Wyeth plans to discontinue these products; however, the current supply will last
1-2 years. Rattlesnake bites are dangerous and can cause serious morbidity or
mortality. In the interest of the public health these products need to be
available until sufficient Ethyl mercury-free product can be provided to the
public.
Pit Viper antivenom [Crotalidae Polyvalent Immune Fab (Ovine) licensed October
2000, Protherics]
Mercury is not added to the final product in the form of a preservative, but
thimerosal is used to assure that the affinity columns used in the manufacturing
of this product do not become bacterially contaminated with repeated use. The
product was approved but the Ethyl mercury content was limited to not more than
104.5 micrograms Ethyl mercury per vial, with a recommended maximum dose of 18
vials. A patient receiving this product would receive about 1.88 milligrams of
mercury.
Black Widow Spider antivenom [Antivenin (Lactrodectus mactans), licensed 1936,
Merck]
This product is an equine antiserum. The reconstituted product contains 0.1
milligrams of mercury per milliliter, so that the maximum 2-vial dose would
contain 0.25 milligrams of mercury. Black Widow Spider bites can be lethal, and
the dose is limited to not more than two vials. It has been determined that
removal of the product from the market by the FDA would not be in the best
interests of public health. Anti-thymocyte Globulin [Lymphocute Immune Globulin,
licensed 1981, Pharmacia & Upjohn]
This product is an equine immune globulin. In 1995 a thimerosal-free formulation
was approved and in 1998 thimerosal was removed from manufacturing.

More on Rhogam:
Most physicians will tell you that you can never change your Rh- status.

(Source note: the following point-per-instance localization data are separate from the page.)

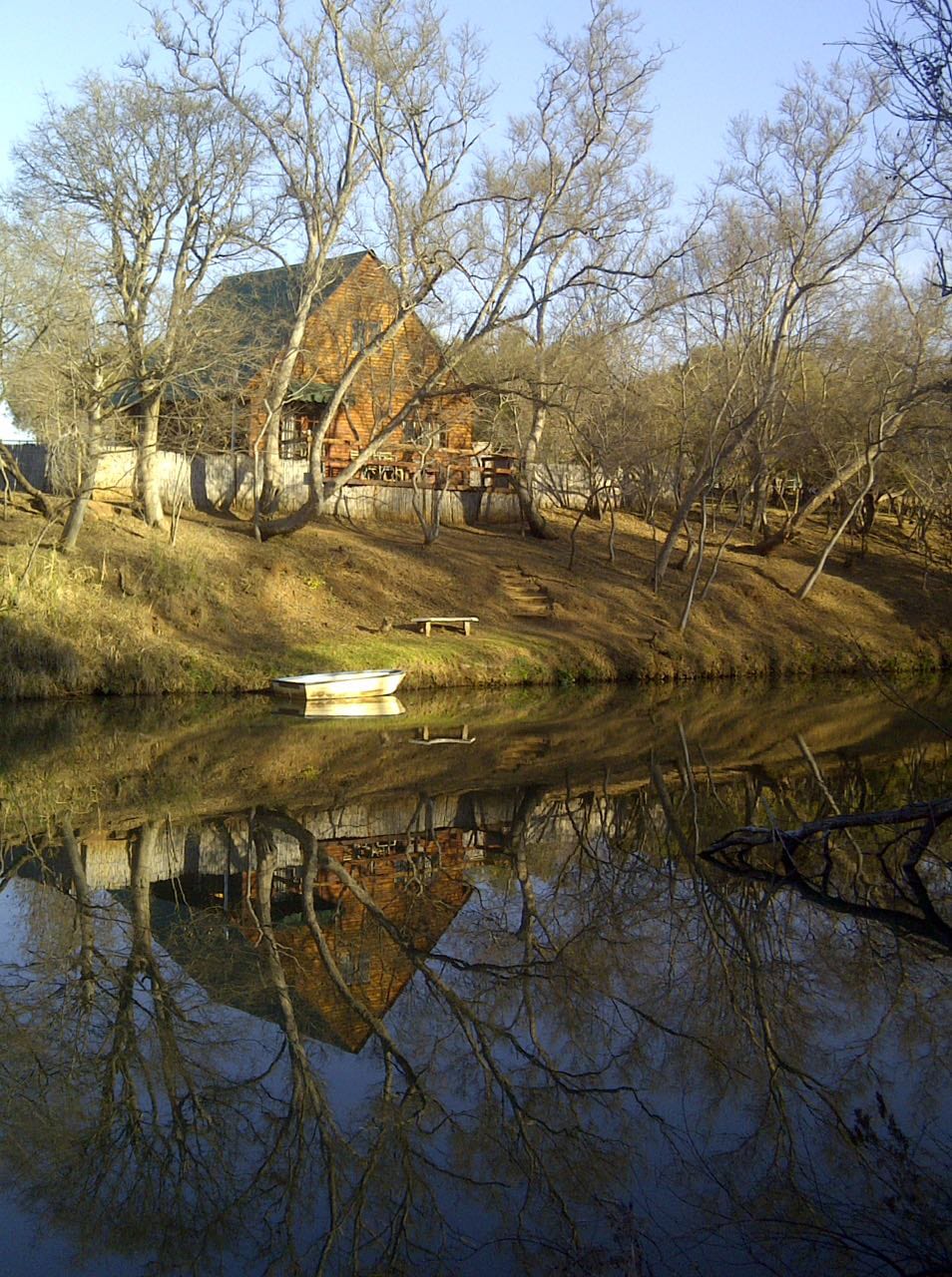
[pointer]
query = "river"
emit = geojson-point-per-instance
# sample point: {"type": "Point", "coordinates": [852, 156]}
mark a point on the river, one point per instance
{"type": "Point", "coordinates": [491, 985]}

But there are some women who have done it by changing their diets and
taking certain herbs. The women in question were known to be Rh- and when
they went to the doctor for a routine test, it was found that they were
suddenly Rh+. The doctor is the one that discovered this. It is not known
how long it took for this change to occur, but the women were following
blood cleansing procedures such as:
1. Changing their diet and eliminating all sugar, white flour, caffeine,
sodas,
processed foods, and alcohol.
2. Using a lower bowel tonic and occasional colonics to keep the bowel
clear.
3. Use of herbs to cleanse the blood such as:
A. Periwinkle
B. Red Raspberry Leaf Tea
C. A tea made from red clover blossoms, chaparral, licorice root,poke
root,
peach bark, Oregon grape root, stillingia, cascara
sagrada,sarsparilla, prickly ash bark, burdock root, and buckthorn bark.
D. A few capsules of: goldenseal root, blessed thistle, cayenne,
cramp bark, false unicorn root, ginger, red raspberry leaves, squaw vine and
uva ursi.
And a few capsules of: black cohosh, sarsparilla, ginseng,
licorice, false unicorn, holy thistle and squaw vine.

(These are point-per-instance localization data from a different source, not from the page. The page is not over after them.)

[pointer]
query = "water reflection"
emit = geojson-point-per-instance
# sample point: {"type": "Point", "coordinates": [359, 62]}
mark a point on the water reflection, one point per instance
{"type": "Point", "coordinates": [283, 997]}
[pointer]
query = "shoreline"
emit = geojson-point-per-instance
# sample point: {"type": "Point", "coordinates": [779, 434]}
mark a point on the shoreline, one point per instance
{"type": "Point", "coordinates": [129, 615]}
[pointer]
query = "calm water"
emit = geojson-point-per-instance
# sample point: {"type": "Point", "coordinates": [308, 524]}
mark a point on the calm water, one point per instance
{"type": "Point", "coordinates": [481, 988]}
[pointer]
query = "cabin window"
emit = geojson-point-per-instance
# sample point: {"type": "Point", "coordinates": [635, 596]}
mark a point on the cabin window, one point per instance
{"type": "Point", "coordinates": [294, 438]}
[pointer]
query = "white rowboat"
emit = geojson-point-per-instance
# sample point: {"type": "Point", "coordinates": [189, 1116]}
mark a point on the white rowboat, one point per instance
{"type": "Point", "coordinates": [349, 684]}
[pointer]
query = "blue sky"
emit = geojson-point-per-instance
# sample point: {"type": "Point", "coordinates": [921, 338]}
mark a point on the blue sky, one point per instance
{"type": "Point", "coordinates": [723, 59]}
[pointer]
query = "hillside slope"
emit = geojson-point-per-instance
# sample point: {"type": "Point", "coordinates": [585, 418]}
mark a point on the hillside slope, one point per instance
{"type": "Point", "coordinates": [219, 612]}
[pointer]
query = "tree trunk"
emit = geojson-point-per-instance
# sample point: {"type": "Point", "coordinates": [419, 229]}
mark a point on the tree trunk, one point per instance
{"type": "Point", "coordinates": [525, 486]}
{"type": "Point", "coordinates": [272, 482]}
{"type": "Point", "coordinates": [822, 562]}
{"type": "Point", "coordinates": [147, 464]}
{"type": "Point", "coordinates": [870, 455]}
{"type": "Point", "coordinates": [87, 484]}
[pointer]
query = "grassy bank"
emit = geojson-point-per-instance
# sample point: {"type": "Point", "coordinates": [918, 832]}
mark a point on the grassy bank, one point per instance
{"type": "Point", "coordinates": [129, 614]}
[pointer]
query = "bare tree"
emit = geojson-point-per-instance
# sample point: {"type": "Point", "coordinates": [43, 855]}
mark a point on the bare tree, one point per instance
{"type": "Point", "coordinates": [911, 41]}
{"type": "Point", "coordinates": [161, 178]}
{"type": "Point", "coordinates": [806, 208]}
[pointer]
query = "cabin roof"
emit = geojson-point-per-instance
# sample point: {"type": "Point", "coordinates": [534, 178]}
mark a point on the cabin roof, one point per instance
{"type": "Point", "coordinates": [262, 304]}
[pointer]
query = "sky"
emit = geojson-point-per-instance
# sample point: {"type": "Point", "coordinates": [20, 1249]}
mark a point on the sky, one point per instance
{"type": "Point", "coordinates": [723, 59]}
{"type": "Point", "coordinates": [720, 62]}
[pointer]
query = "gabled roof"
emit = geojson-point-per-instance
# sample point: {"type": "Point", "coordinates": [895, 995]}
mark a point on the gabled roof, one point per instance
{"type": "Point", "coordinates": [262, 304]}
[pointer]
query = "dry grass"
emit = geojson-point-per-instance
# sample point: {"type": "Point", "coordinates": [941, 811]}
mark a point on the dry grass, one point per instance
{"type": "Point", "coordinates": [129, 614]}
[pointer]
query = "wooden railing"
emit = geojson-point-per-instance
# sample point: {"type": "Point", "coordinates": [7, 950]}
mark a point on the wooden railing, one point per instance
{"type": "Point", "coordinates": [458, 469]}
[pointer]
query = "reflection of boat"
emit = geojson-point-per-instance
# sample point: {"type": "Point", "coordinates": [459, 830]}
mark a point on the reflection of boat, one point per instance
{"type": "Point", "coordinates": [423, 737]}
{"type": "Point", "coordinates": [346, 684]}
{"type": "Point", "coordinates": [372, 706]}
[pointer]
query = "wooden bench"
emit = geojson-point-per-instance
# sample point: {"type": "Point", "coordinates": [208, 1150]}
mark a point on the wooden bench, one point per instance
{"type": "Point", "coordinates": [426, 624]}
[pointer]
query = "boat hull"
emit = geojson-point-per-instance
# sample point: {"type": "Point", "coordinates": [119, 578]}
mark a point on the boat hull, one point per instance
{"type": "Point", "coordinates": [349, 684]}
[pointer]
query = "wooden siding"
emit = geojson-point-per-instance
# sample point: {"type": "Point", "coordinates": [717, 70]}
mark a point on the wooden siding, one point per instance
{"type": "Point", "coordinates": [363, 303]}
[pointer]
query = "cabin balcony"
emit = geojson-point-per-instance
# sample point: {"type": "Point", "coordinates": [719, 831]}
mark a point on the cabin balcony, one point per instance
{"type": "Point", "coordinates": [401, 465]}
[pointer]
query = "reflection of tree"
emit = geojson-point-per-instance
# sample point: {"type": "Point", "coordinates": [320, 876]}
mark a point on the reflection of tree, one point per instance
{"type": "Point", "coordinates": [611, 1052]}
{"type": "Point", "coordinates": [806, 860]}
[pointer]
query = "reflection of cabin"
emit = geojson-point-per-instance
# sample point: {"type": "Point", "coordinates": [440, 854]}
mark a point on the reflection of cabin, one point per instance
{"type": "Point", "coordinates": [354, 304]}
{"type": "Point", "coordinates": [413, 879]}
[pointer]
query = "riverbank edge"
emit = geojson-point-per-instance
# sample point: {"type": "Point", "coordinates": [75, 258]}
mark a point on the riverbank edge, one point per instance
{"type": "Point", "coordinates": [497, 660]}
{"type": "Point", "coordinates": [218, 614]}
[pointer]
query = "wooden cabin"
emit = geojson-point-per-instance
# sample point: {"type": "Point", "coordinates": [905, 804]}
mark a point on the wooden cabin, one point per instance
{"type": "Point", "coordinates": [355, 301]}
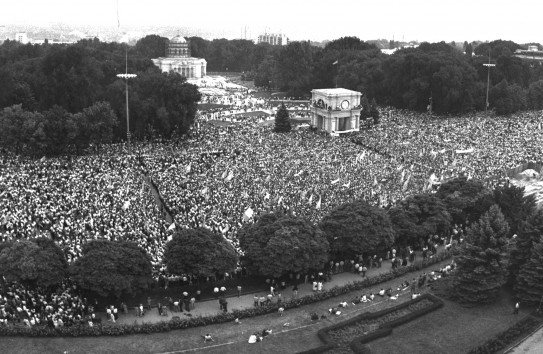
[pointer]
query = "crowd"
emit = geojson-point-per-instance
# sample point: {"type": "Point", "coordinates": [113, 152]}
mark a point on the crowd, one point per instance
{"type": "Point", "coordinates": [221, 177]}
{"type": "Point", "coordinates": [31, 307]}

4. Also, included in the diet blood builders, such as grape juice, molasses,
beets, and others.
I am simply sharing all this with you because I believe it is dangerous to
take the Rhogam shot. If you are tested and are told you need the shot,
please do not rush into this decision. I believe that you have other options
besides permanently damaging your immune system. They used to administer the
shot within 72 hours after birth. Now, they want to administer it to all
pregnant women who are Rh- without even testing them to see if they need it.
I would not accept the shot without testing to see if I needed it. And if
they said I did need it, I would do everything in my power to avoid it. Of
course, if you refuse the shot, your doctor may refuse to attend your birth.
But there are other options for birth besides physician attended birth.
Also, the hospital emergency room and the doctor on call on the labor and
delivery floor are required to give you care if you show up.
What is the bottom line in all this? As we take a step further in
technological advancement, we are getting farther and farther away from trust
in our bodies, farther from the knowledge of how to have safe and healthy
birth, and closer to permanently endangering our health and the health of our
children. We do not know the effect these substances will have on the
reproductive health of the children we carry while taking these drugs. But
we do know that it is possible to have a health pregnancy and birth without
taking the Rhogam shot. I am personally acquainted with women who have not
taken the shot, and have suffered no ill effects.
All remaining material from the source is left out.